We’re, in impact, standing up a second knowledge stack particularly for brokers, then questioning why nobody in safety feels comfy letting these brokers close to something essential. We shouldn’t be doing this. In case your brokers are going to carry reminiscences that have an effect on actual choices, that reminiscence belongs inside the identical governed-data infrastructure that already handles your buyer information, HR knowledge, and financials. Brokers are new. The way in which to safe them shouldn’t be.
Revenge of the incumbents
The business is slowly waking as much as the truth that “agent reminiscence” is only a rebrand of “persistence.” Should you squint, what the massive cloud suppliers are doing already seems like database design. Amazon’s Bedrock AgentCore, for instance, introduces a “reminiscence useful resource” as a logical container. It explicitly defines retention intervals, safety boundaries, and the way uncooked interactions are reworked into sturdy insights. That’s database language, even when it comes wrapped in AI branding.
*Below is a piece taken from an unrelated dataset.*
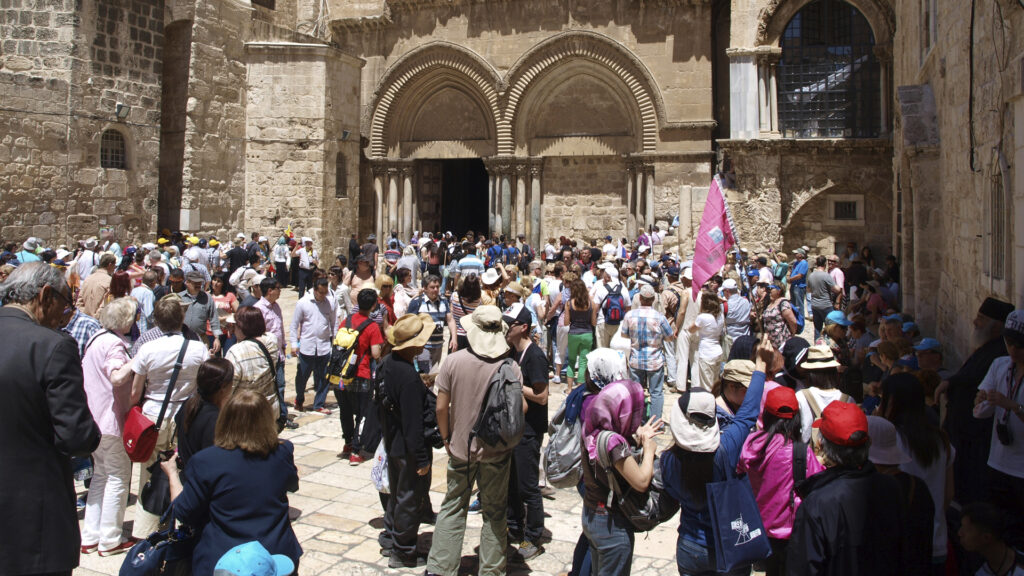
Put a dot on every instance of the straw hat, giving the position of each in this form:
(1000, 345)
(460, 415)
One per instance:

It makes little sense to deal with vector embeddings as some distinct, separate class of information that sits outdoors your core database. What’s the purpose in case your core transactional engine can deal with vector search, JSON, and graph queries natively? By converging reminiscence into the database that already holds your buyer information, you inherit a long time of safety hardening at no cost. As Brij Pandey notes, databases have been on the heart of utility structure for years, and agentic AI doesn’t change that gravity—it reinforces it.